Exploring Representation Learning With CNNs for Frame-to-Frame Ego-Motion Estimation

Costante, Gabriele; Mancini, Michele; Valigi, Paolo; Ciarfuglia, THOMAS ALESSANDRO

doi:10.1109/LRA.2015.2505717

Visual ego-motion estimation, or briefly visual odometry (VO), is one of the key building blocks of modern SLAM systems. In the last decade, impressive results have been demonstrated in the context of visual navigation, reaching very high localization performance. However, all ego-motion estimation systems require careful parameter tuning procedures for the specific environment they have to work in.

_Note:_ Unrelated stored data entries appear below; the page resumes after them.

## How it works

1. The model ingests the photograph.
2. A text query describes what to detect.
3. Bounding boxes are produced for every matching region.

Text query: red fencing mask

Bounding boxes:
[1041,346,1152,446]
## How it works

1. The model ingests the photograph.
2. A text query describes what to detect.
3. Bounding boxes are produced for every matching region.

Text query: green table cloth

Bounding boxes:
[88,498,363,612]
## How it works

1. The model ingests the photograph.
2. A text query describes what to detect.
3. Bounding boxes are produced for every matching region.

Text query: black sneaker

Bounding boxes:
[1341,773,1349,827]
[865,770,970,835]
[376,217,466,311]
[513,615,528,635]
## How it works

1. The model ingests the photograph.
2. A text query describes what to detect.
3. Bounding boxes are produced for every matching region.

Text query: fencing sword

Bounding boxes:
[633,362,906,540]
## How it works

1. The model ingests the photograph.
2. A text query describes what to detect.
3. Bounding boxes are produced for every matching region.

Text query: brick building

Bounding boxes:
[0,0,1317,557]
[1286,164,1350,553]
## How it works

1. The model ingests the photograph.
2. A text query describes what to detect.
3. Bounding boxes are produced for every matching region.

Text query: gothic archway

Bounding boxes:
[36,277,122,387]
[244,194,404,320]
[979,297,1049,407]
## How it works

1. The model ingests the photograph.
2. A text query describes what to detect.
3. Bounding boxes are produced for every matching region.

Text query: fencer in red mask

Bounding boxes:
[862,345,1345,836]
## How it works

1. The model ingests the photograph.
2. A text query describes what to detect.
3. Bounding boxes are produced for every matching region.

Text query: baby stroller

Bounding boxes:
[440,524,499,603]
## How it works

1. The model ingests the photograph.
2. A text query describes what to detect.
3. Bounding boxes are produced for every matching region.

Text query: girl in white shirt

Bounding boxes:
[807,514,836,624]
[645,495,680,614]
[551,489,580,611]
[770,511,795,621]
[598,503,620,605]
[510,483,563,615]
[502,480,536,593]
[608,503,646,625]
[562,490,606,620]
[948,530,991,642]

Furthermore, even in ideal scenarios, most state-of-the-art approaches fail to handle image anomalies and imperfections, which results in less robust estimates. VO systems that rely on geometrical approaches extract sparse or dense features and match them to perform frame-to-frame (F2F) motion estimation. However, images contain much more information that can be used to further improve the F2F estimation. To learn new feature representation, a very successful approach is to use deep convolutional neural networks. Inspired by recent advances in deep networks and by previous work on learning methods applied to VO, we explore the use of convolutional neural networks to learn both the best visual features and the best estimator for the task of visual ego-motion estimation. With experiments on publicly available datasets, we show that our approach is robust with respect to blur, luminance, and contrast anomalies and outperforms most state-of-the-art approaches even in nominal conditions.